OH! I beg your pardon,” some one said politely from before me in the darkness.

This I thought was remarkably handsome, as I must have all but knocked the speaker off his feet.

Then, in an instant, I was wondering who had spoken.

If it were Jackson he would have said—I knew, for I had heard him more than once on occasions when I was endeavoring to mount the narrow stairs at the identical moment he was trying to descend them—“Get out of the way, you beast! What the devil do you mean by walking all over me?”

Therefore, being vastly amazed at the politeness emanating from the blackness in front of me, I put up my hand to find the gas-jet—we were on the second-floor landing—and having found it, fumbled in my pocket for a match and lighted the gas.

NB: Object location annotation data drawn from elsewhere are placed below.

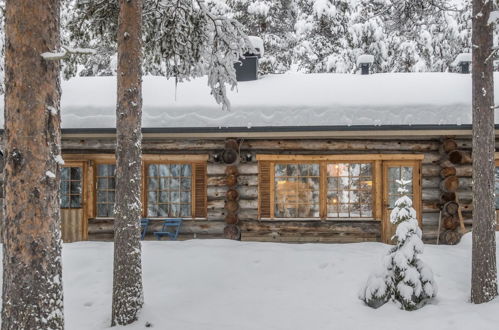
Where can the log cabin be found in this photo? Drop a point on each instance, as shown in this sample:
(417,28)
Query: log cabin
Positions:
(297,158)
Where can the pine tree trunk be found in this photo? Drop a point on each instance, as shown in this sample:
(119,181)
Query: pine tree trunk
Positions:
(484,277)
(32,274)
(127,281)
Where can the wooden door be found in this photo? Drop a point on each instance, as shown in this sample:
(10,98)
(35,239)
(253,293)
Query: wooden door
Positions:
(392,171)
(72,201)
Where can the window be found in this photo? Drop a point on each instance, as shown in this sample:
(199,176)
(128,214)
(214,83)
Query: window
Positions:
(354,187)
(169,190)
(71,188)
(349,190)
(106,186)
(296,190)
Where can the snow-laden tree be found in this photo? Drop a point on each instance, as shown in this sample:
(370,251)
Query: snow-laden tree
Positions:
(484,271)
(323,39)
(182,39)
(405,278)
(32,295)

This enabled me to see who had ventured to introduce civility into the atmosphere of mild ruffianism that prevailed among the outcasts at Mrs. Tauton's.

Standing jammed rather close against the wall, where he had evidently considered it safe and expedient to withdraw in view of my hurried ascent of the steps, was a young man with a round boyish face.

“I really beg your pardon,” he repeated. I was so astonished at his continued politeness that, with the mistaken intention of turning on the gas still farther, I turned it out altogether, and we were a part of the surrounding gloom again. But in the momentary brightness lent by the flickering flame I saw Gavan for the first time.

From this not entirely favorable beginning there came about a speaking acquaintance that soon ripened into friendship.

I was a clerk in a down-town office, and had by a series of misfortunes gravitated from the outskirts of cheap respectability to the dingy apartments that Mrs. Tauton kept for the exclusive use of single gentlemen of uniformly large hopes and small means, and I took my meals—they had a marked tendency to cast a cloud over any sunniness of temper I might have originally possessed—with wretches of my kind at the same low-priced resort just around the corner.